4. Evidence completeness

Does the system produce an execution record for each tool call?

Does the record include: inputs, tool identifier, parameters, response, and timestamp?
Is the record produced by the same component that executed the action, or by a separate observer?
Are records written before execution completes, or only on success?
Is there a mechanism to detect a missing record (i.e., an action with no evidence)?

A summary of what the agent did is not an execution record. Completeness requires per-call evidence, not session-level narration.

5. Replayability

Can you reconstruct what happened from the evidence alone, without access to the live system?

Does the evidence record include enough context to understand why the agent took each action — not just what it did?
Can a dispute about what happened be resolved using the evidence, or does resolution require trusting the vendor's interpretation?
Is the execution record self-contained, or does it reference external state that may have changed?
Can the sequence of actions be reconstructed in order, with timing?

Evidence that requires the originating system to interpret is not independently replayable.

6. Independent verification

Can any artifact from this system be verified by someone who does not trust the issuing system?

Are signatures or hashes present on execution records?
Are public keys published in a location the issuer does not control?
Can a third party confirm the timestamp is accurate without relying on the issuer's assertion?
Is there a verification path that does not require a live connection to the issuing system?

If every verification step terminates in "trust the vendor," the system has no independent verification.

Worked example: AutoOps

AutoOps is a fictional AI agent that runs infrastructure playbooks on operator request.

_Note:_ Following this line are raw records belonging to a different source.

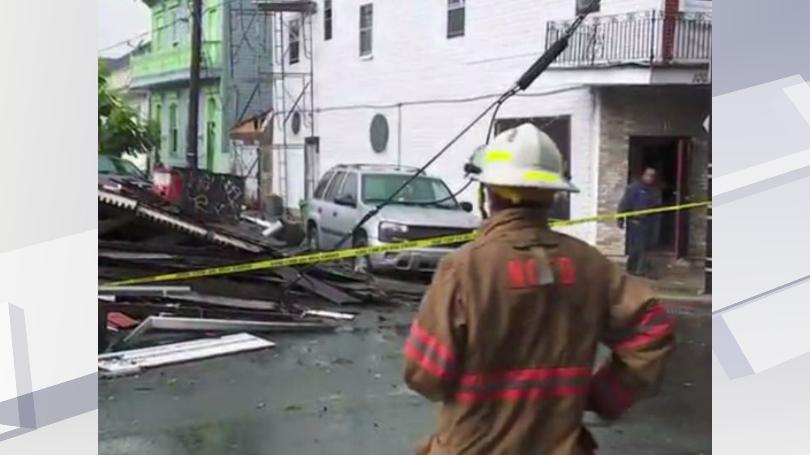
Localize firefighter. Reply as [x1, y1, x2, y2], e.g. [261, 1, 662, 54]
[404, 124, 674, 455]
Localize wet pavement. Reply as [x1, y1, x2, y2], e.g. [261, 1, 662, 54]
[99, 304, 711, 455]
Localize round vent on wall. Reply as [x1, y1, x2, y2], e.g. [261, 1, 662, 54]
[370, 114, 388, 153]
[290, 111, 301, 134]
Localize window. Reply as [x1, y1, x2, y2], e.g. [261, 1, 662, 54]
[152, 104, 163, 150]
[576, 0, 601, 16]
[447, 0, 464, 38]
[169, 104, 179, 155]
[360, 3, 374, 57]
[324, 172, 346, 201]
[313, 172, 335, 199]
[363, 174, 458, 208]
[323, 0, 332, 41]
[169, 11, 177, 46]
[98, 155, 146, 179]
[154, 14, 166, 50]
[205, 98, 217, 157]
[339, 172, 357, 203]
[288, 19, 301, 64]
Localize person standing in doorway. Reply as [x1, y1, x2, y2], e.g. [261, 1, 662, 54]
[618, 167, 661, 276]
[403, 123, 675, 455]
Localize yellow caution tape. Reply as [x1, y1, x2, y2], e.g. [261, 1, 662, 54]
[106, 201, 711, 286]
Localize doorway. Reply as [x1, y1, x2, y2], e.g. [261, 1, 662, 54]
[627, 136, 691, 258]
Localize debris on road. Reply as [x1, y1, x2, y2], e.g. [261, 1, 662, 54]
[98, 333, 275, 377]
[98, 180, 424, 377]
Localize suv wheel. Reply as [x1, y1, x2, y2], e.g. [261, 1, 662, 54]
[352, 232, 372, 273]
[307, 223, 321, 251]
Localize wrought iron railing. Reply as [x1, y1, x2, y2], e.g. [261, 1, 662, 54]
[546, 10, 712, 66]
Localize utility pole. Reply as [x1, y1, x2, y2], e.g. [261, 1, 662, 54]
[186, 0, 202, 169]
[703, 59, 712, 294]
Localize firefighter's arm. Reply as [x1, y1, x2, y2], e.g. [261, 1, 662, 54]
[403, 261, 466, 401]
[589, 265, 675, 419]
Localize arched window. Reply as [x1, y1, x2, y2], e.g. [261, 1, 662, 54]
[152, 104, 163, 150]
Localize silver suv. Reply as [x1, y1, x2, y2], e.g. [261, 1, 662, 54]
[303, 164, 479, 272]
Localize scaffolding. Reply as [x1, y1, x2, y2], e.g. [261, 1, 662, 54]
[223, 0, 273, 207]
[254, 0, 318, 205]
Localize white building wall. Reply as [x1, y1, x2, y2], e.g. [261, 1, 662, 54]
[274, 0, 708, 242]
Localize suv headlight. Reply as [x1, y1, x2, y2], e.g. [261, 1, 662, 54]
[379, 221, 408, 242]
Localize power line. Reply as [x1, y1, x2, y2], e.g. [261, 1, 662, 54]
[315, 85, 587, 113]
[96, 0, 230, 53]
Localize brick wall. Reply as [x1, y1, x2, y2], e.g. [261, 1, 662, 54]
[596, 87, 711, 256]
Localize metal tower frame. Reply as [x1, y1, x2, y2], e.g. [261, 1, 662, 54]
[254, 0, 317, 200]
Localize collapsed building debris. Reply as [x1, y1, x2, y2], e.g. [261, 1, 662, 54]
[121, 316, 331, 345]
[98, 180, 421, 375]
[98, 333, 276, 377]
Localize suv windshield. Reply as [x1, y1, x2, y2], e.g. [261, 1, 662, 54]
[363, 174, 459, 209]
[98, 155, 146, 179]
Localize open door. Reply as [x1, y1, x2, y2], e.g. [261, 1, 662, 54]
[674, 137, 692, 258]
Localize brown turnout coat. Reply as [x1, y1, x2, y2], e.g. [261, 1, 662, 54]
[404, 209, 674, 455]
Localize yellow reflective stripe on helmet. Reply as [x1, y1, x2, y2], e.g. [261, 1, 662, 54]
[484, 150, 512, 163]
[523, 170, 560, 182]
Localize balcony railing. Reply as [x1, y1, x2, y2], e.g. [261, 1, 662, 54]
[131, 41, 222, 81]
[546, 11, 712, 67]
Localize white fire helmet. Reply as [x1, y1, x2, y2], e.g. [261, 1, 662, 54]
[473, 123, 579, 193]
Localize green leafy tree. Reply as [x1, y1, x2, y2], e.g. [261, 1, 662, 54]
[98, 62, 160, 157]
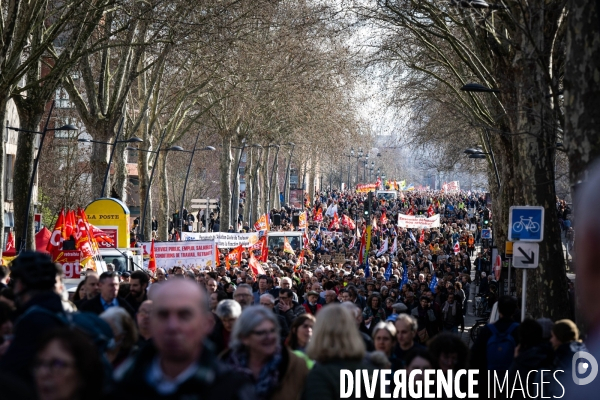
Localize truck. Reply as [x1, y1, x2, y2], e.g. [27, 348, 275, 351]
[375, 190, 398, 201]
[63, 247, 144, 294]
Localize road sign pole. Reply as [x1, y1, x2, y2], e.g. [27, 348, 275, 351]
[520, 268, 527, 322]
[508, 257, 512, 296]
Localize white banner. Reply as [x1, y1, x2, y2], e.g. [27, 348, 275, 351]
[142, 240, 215, 269]
[398, 214, 440, 229]
[181, 232, 259, 249]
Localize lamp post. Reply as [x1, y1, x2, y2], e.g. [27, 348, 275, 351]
[125, 129, 184, 241]
[77, 119, 144, 197]
[6, 101, 77, 253]
[179, 132, 216, 239]
[283, 142, 296, 202]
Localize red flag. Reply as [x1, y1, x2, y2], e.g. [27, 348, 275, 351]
[215, 244, 221, 267]
[148, 239, 156, 272]
[259, 235, 269, 262]
[225, 244, 244, 269]
[294, 250, 304, 272]
[74, 209, 94, 264]
[63, 210, 77, 240]
[248, 253, 265, 276]
[329, 212, 340, 230]
[379, 210, 387, 226]
[358, 228, 367, 264]
[314, 207, 323, 222]
[6, 231, 15, 251]
[46, 210, 65, 261]
[342, 214, 356, 230]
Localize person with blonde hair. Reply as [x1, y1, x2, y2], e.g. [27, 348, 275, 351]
[304, 304, 380, 400]
[100, 307, 138, 367]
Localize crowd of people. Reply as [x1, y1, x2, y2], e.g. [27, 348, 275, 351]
[0, 185, 585, 400]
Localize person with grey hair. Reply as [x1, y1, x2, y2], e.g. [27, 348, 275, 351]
[222, 305, 308, 400]
[233, 283, 254, 309]
[208, 299, 242, 354]
[260, 293, 290, 343]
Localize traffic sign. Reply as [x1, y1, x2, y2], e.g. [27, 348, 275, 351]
[504, 242, 513, 257]
[513, 242, 540, 268]
[508, 206, 544, 241]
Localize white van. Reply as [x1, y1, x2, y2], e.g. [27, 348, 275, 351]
[375, 190, 398, 201]
[267, 231, 303, 251]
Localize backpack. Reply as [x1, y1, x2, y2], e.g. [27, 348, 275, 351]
[487, 322, 519, 371]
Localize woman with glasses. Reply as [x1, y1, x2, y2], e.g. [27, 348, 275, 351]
[222, 305, 308, 400]
[33, 328, 104, 400]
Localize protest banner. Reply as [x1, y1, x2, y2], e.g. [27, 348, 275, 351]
[142, 240, 215, 269]
[181, 232, 258, 249]
[398, 214, 440, 229]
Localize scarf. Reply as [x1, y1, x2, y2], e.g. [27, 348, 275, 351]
[227, 348, 281, 399]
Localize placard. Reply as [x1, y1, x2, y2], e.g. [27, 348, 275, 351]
[181, 232, 259, 249]
[142, 240, 215, 269]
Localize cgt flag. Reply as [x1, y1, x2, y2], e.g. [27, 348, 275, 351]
[148, 239, 156, 272]
[46, 209, 65, 261]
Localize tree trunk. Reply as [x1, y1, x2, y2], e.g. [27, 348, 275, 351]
[157, 151, 169, 241]
[258, 147, 271, 214]
[244, 147, 256, 228]
[111, 143, 128, 203]
[248, 149, 263, 227]
[13, 100, 44, 250]
[219, 132, 231, 232]
[564, 0, 600, 185]
[0, 96, 8, 253]
[513, 36, 572, 320]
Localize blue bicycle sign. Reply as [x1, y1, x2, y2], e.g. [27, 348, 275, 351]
[508, 206, 544, 242]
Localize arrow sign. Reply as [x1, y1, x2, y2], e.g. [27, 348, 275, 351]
[513, 242, 540, 268]
[517, 247, 535, 264]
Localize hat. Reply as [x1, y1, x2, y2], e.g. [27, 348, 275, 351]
[552, 319, 579, 343]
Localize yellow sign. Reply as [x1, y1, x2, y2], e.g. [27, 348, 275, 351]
[85, 198, 129, 248]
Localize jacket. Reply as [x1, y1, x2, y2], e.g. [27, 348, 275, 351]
[221, 347, 308, 400]
[107, 341, 256, 400]
[79, 294, 135, 321]
[0, 292, 64, 382]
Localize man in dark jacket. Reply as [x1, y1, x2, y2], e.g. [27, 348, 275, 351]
[110, 279, 255, 400]
[80, 271, 135, 319]
[0, 252, 64, 382]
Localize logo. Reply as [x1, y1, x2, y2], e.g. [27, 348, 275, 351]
[571, 351, 598, 385]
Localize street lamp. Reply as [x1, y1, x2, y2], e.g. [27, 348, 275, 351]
[125, 129, 184, 241]
[463, 145, 500, 190]
[77, 117, 144, 197]
[460, 83, 500, 93]
[178, 132, 216, 239]
[6, 100, 77, 253]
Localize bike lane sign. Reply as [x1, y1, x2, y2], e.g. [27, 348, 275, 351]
[508, 206, 544, 242]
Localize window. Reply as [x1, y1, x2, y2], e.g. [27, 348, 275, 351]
[54, 88, 73, 108]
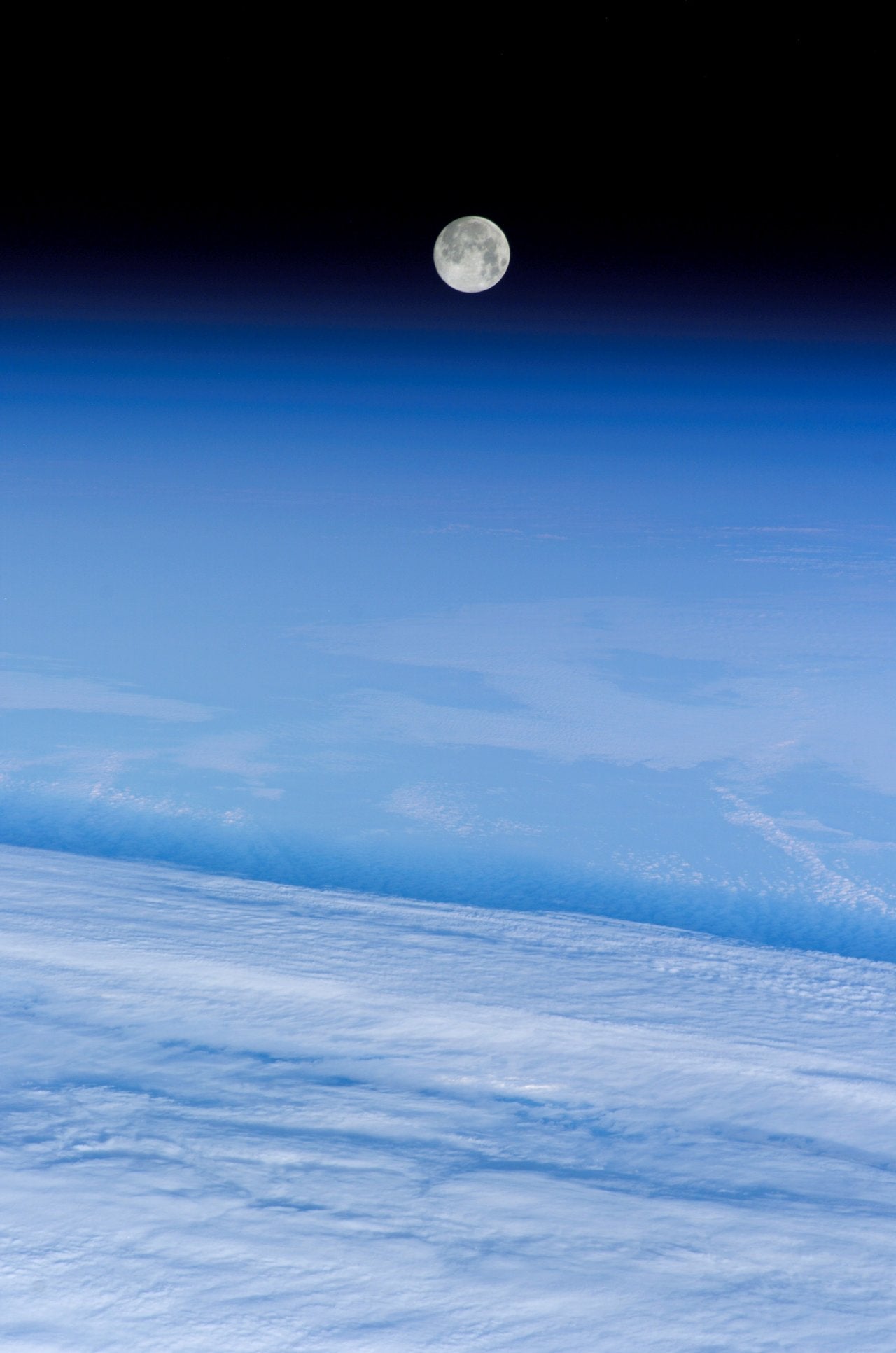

Dimension	What AutoOps claims	What it can prove	Gap
Authority boundary	All actions approved by policy engine	Policy engine logs are internal only	No external check that approval preceded execution
Scope enforcement	Scope defined per-playbook at session start	No per-call scope check in tool layer	Scope validated once; not enforced per tool call
Policy gates	All tool calls evaluated against policy	Policy evaluation logged in same system as execution	Policy change and behavior change are not independently correlated
Evidence completeness	Full execution record per run	Record is session summary, not per-call	Individual tool call inputs and parameters not captured
Replayability	Logs available on request	Logs require AutoOps portal to render	Dispute resolution depends on vendor's log rendering
Independent verification	Signed receipts issued	Public key hosted on AutoOps domain	Verifier must trust the issuer to obtain the key

Summary: AutoOps has documented governance and produces execution summaries. It does not independently enforce scope per call, does not separate policy evaluation from execution logging, and does not support verification without relying on the vendor.

Findings structure

Organize your findings consistently:

What the system claims — stated governance, policy enforcement, and evidence model
What the system can prove — what is cryptographically or independently verifiable
What the system assumes — trust assumptions that are not independently verifiable (runtime honesty, timestamp accuracy, scope fidelity)
Where the gaps are — claims that exceed what the evidence supports
What to watch — assumptions most likely to fail or be challenged in production

The principle

A production-ready AI agent system is not one that works correctly most of the time. It is one that can prove what happened, constrain what it can do, and fail safely when it goes wrong.